Every detail was preserved. Every spot of discoloration and granulation. The sweeping arches and supple curves and gentle spirals that led up overhead. The rings and spots of injury from clawmarks and burrowing creatures: not a hint of it had been lost, even as the colors melted and grayish-brown rock was left in place of wood.

“It’s solid,” Aletheia said.

Eris grabbed the lowest hanging vine and tugged. This was still dull green, yet fossilized just as the tree adjacent. Indeed it was solid.

“This is the border of the Petrified Jungle,” Eris said. “There is much more ahead of us.”

“Petrified?”

“As the forests in Nanos became red and as the sun in Darom locked in place during the Fall, much of the highlands of Telmos turned to stone in the blink of an eye. The rain has done naught to wash it all away, even after millennia.”

Rook considered the tree. “Can hardly be worse than the swamps.”

“Or the jungle,” Aletheia said.

“No doubt ‘tis a safer place to camp,” Eris said. “We will find the Magister’s Keep beyond.”

As they left the jungle of the highlands behind they sure and soon enough came to be surrounded entirely by stony trees. The detritus of fallen leaves and insect mounds on the ground was replaced by an uneven crunching of rubble, like walking down the streets of Katharos after a building had collapsed, and the constant chirping, croaking, groaning, and fighting they had grown so accustomed to in their travels so far disappeared entirely, replaced instead by pure silence. Every whisper echoed between the petrified trunks.

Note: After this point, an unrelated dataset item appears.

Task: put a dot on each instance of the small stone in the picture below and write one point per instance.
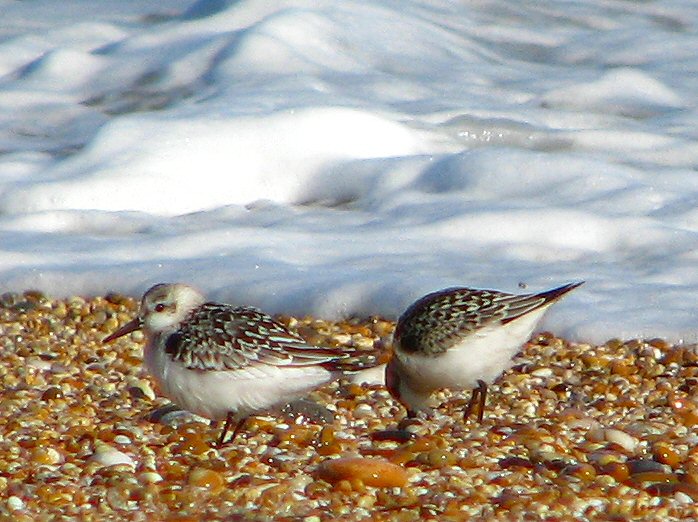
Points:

Animals were frozen everywhere in time. Not the extraordinary creatures of earlier, but mundane creatures, the true creatures that once dwelled in this place: small birds and toads and ants with stingers in branches and snakes on vines, all now like marble statues stuck into a display case in the Archon’s Court. They passed everything by in silence, making no sound except with their footsteps.

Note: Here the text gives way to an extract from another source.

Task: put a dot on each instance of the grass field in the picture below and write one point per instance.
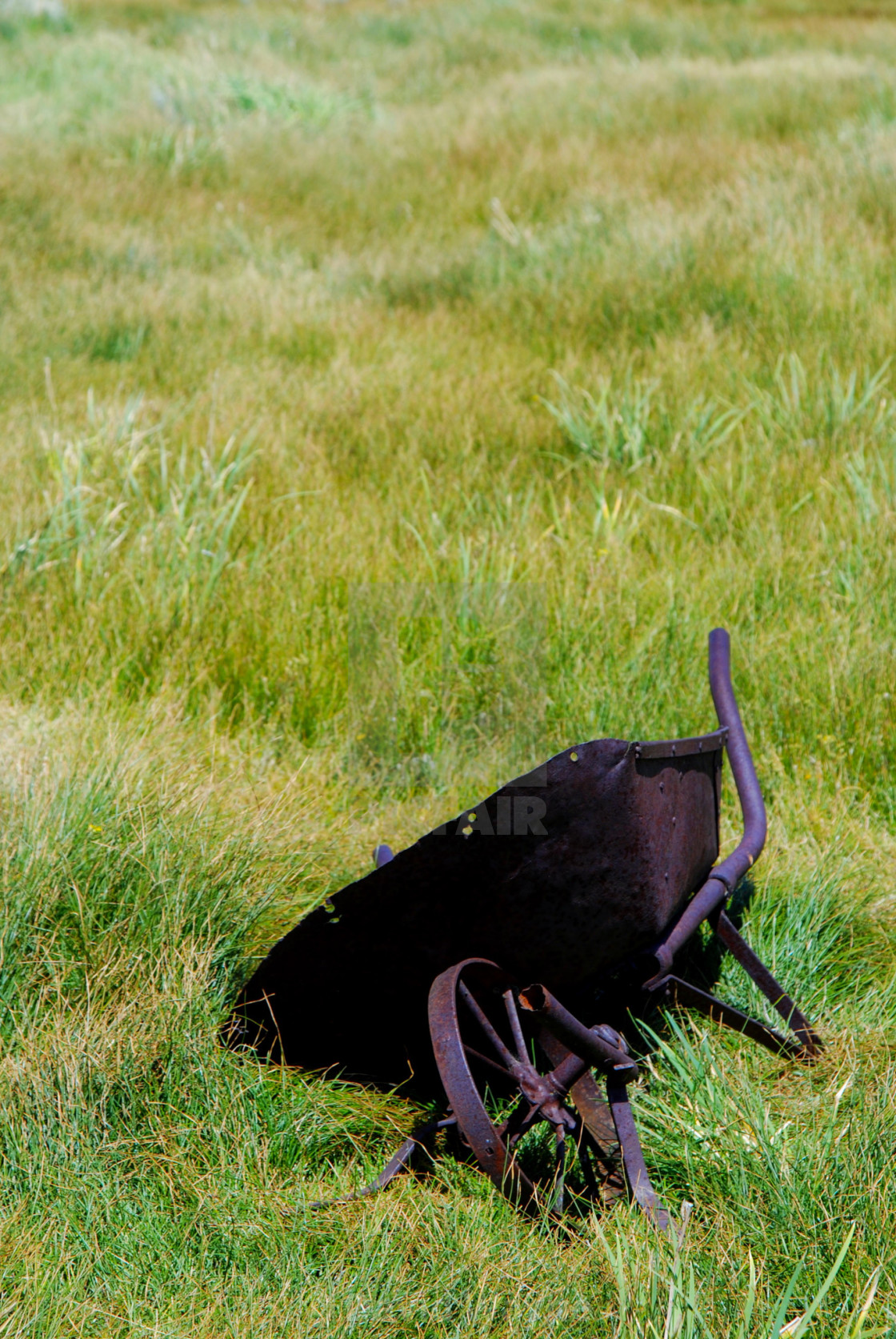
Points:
(542, 338)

Aletheia gasped as she rounded a tree. Rook rushed to her side at once; there, concealed from their path, stood a pack of six wolves frozen in motion. Each was locked in a trot, some pushing past foliage, others bypassing branches, and now all were stuck together in time. Though some color was preserved in each of their furs they looked mostly like weathered statues, yet upon close inspection they, like all else here, had nowhere near the erosion that should be expected in such a rainy place like Telmos. Eris tapped her hand against the fur of one wolf and felt nothing but stone, but still she saw every detail of each hair.

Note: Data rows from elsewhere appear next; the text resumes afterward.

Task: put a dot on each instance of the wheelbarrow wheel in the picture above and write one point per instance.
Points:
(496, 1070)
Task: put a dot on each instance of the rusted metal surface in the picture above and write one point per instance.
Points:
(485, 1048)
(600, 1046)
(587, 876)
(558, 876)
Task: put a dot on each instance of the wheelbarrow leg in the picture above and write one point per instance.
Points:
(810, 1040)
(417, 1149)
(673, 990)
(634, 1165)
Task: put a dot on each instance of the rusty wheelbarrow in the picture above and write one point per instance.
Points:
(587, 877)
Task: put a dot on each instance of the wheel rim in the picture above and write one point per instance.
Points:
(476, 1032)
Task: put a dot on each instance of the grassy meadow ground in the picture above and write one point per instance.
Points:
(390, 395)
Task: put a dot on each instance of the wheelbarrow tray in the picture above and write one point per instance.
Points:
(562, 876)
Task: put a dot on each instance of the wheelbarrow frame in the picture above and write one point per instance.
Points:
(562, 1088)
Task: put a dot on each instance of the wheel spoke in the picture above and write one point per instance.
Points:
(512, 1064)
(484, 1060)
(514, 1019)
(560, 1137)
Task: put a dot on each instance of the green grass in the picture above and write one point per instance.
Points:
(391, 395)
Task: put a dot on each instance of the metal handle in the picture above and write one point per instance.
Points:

Rain came down even then. Patterings which caught against the petrified canopy in roars and created streams which yielded to the eternal strong-standing stone trees, sometimes forced to find their paths downhill toward the river and ultimately Heaven Falls by digging beneath or splitting around the stone trunks.

As darkness descended they found a large tree with particularly generous coverage, the solid leaves of which acted like a cave to deflect the rain. Shards of stone detritus were cleared away to make room for their camp on the muddy ground. Eris set a fire for them to dry off against.

“Does anything still live here?” Rook said.

“Perhaps a creature which feeds on stone?” Eris said. “We are not far from the jungle. No doubt some of its denizens come this way in their travels.”

“Maybe they find it as unnerving as we do,” Aletheia said.

“Or maybe they are too stupid to realize these predators are nothing more than rock.”

They were silent for a long while.

“I’m so tired,” Aletheia said.

At this Rook stood. “Don’t be too tired yet,” he said. “We have a lesson before bed.”

She looked up at him. He smiled back—then motioned toward her sword. With that her whole demeanor shifted, from sullen to energetic, and she jumped to her feet. “Now?”

“I think we’ve put it off long enough. May I borrow your ward?” he said to Eris.

Eris glanced between them. “For practice?”

“We don’t have training swords. I’d prefer the protection when being swung at with a real blade.”

“There is only one.”

He smiled. “I don’t intend to swing back. I’ll take the hits on my false edge. But just in case.”

She sighed. Aletheia looked at her like a puppy waiting for dinner. Eris did not approve of these instructional activities; a magician did not need to be an expert duelist. Then again, if instructing the girl in magic fell to her, she might prefer to disclaim the responsibility to Rook after all. There was no risk to the ward, and she did not need it now, but she still hesitated. Aletheia had some uses, as most followers did, but she did not approve of this running of a daycare. The girl could have been left with their treasure at Patiyali; why did she need to come?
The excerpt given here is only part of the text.